Mamba Based Feature Extraction And Adaptive Multilevel Feature Fusion For 3D Tumor Segmentation From Multi-modal Medical Image
Journal:
arXiv
Published Date:
Apr 30, 2025
Abstract
Multi-modal 3D medical image segmentation aims to accurately identify tumor
regions across different modalities, facing challenges from variations in image
intensity and tumor morphology. Traditional convolutional neural network
(CNN)-based methods struggle with capturing global features, while
Transformers-based methods, despite effectively capturing global context,
encounter high computational costs in 3D medical image segmentation. The Mamba
model combines linear scalability with long-distance modeling, making it a
promising approach for visual representation learning. However, Mamba-based 3D
multi-modal segmentation still struggles to leverage modality-specific features
and fuse complementary information effectively. In this paper, we propose a
Mamba based feature extraction and adaptive multilevel feature fusion for 3D
tumor segmentation using multi-modal medical image.
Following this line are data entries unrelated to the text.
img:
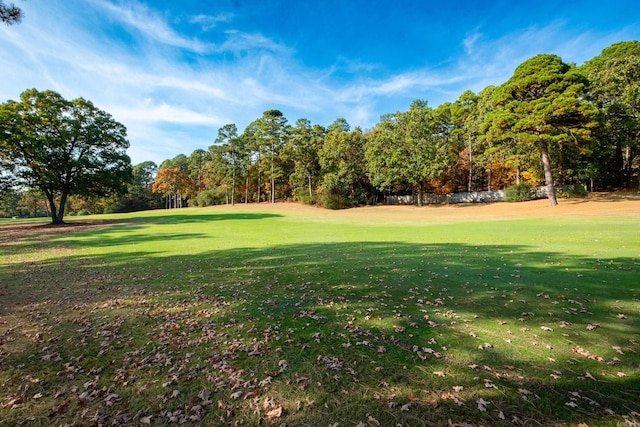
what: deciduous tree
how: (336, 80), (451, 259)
(0, 89), (131, 224)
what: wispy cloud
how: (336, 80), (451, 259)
(189, 13), (234, 31)
(107, 99), (228, 127)
(92, 0), (212, 53)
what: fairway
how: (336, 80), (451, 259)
(0, 198), (640, 427)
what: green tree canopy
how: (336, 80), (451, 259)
(582, 41), (640, 186)
(0, 0), (23, 25)
(487, 54), (597, 206)
(0, 89), (131, 224)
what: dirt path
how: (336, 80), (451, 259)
(209, 193), (640, 224)
(5, 192), (640, 241)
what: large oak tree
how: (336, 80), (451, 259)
(0, 89), (131, 224)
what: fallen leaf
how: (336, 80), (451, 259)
(367, 415), (380, 427)
(267, 406), (282, 418)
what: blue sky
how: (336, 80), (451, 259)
(0, 0), (640, 164)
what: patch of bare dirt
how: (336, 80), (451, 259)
(208, 192), (640, 224)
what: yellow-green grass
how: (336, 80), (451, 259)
(0, 202), (640, 426)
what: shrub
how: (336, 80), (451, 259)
(504, 184), (533, 202)
(193, 188), (226, 207)
(318, 194), (351, 210)
(559, 184), (589, 199)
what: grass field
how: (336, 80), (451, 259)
(0, 197), (640, 427)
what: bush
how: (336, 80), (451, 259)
(559, 184), (589, 199)
(504, 184), (533, 202)
(318, 194), (352, 210)
(294, 189), (317, 205)
(193, 188), (226, 207)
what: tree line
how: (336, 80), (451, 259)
(153, 41), (640, 207)
(0, 41), (640, 221)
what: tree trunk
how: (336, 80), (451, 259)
(231, 170), (236, 206)
(271, 176), (276, 203)
(467, 135), (473, 193)
(44, 191), (60, 224)
(56, 192), (68, 224)
(540, 141), (558, 206)
(257, 152), (261, 203)
(244, 176), (249, 205)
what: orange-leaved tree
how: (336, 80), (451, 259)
(152, 168), (195, 209)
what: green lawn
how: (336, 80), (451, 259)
(0, 205), (640, 427)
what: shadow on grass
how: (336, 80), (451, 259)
(0, 224), (640, 425)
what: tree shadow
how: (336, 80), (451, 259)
(0, 232), (640, 425)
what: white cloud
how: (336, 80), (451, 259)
(105, 99), (228, 127)
(189, 13), (234, 31)
(92, 0), (212, 53)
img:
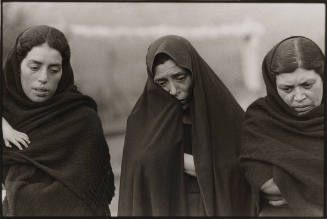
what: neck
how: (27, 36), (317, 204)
(183, 109), (192, 124)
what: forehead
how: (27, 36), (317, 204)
(276, 68), (320, 84)
(25, 43), (62, 63)
(154, 59), (186, 80)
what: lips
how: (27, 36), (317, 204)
(32, 87), (50, 97)
(292, 105), (312, 112)
(179, 99), (187, 104)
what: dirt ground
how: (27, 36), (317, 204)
(106, 134), (124, 216)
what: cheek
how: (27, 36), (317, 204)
(278, 90), (292, 105)
(308, 86), (324, 106)
(51, 73), (62, 92)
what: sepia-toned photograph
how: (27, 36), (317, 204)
(1, 1), (326, 218)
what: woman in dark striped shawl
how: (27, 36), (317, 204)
(2, 25), (114, 216)
(240, 36), (325, 216)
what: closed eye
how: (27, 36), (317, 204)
(155, 80), (167, 87)
(280, 86), (293, 93)
(302, 83), (313, 89)
(173, 73), (187, 81)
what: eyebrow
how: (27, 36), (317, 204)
(28, 59), (62, 67)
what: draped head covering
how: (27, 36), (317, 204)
(118, 35), (253, 216)
(2, 25), (114, 216)
(240, 36), (325, 216)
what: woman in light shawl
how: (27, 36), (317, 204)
(240, 36), (325, 216)
(118, 35), (254, 216)
(2, 25), (114, 216)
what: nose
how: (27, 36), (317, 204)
(169, 82), (177, 96)
(294, 87), (305, 102)
(38, 69), (48, 84)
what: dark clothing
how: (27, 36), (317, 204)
(2, 26), (114, 216)
(183, 124), (192, 154)
(240, 36), (325, 216)
(118, 36), (254, 216)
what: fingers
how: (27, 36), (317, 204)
(17, 138), (28, 148)
(269, 198), (287, 207)
(263, 193), (283, 201)
(11, 139), (23, 150)
(5, 140), (11, 148)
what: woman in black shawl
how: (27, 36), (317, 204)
(118, 35), (254, 216)
(2, 25), (114, 216)
(240, 36), (325, 216)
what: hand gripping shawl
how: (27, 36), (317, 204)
(240, 37), (325, 216)
(2, 26), (114, 216)
(118, 36), (253, 216)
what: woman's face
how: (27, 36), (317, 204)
(276, 68), (323, 115)
(154, 59), (192, 109)
(20, 43), (62, 102)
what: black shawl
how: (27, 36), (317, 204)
(2, 26), (114, 216)
(240, 35), (325, 216)
(118, 36), (253, 216)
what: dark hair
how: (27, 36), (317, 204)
(270, 37), (325, 79)
(16, 25), (70, 65)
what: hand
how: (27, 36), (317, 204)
(260, 178), (281, 195)
(2, 117), (31, 150)
(184, 153), (196, 177)
(264, 193), (288, 207)
(261, 178), (288, 207)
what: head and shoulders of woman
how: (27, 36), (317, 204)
(5, 25), (97, 122)
(249, 36), (325, 118)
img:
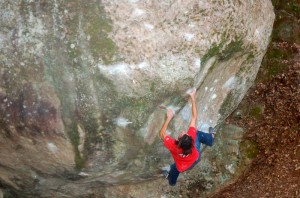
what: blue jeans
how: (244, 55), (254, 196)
(168, 131), (214, 186)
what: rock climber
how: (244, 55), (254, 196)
(159, 88), (214, 186)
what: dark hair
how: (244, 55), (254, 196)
(175, 134), (193, 155)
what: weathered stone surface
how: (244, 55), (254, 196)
(0, 0), (274, 197)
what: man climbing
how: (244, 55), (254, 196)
(159, 88), (214, 186)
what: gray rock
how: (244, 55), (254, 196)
(0, 0), (274, 197)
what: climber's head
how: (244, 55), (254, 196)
(176, 132), (193, 155)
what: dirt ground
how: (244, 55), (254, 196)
(210, 42), (300, 198)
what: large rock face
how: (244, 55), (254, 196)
(0, 0), (274, 197)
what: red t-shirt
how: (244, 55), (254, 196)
(164, 127), (199, 172)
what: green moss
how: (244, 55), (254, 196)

We first develop the
specific modality Mamba encoder to efficiently extract long-range relevant
features that represent anatomical and pathological structures present in each
modality. Moreover, we design an bi-level synergistic integration block that
dynamically merges multi-modal and multi-level complementary features by the
modality attention and channel attention learning. Lastly, the decoder combines
deep semantic information with fine-grained details to generate the tumor
segmentation map. Experimental results on medical image datasets (PET/CT and
MRI multi-sequence) show that our approach achieve competitive performance
compared to the state-of-the-art CNN, Transformer, and Mamba-based approaches.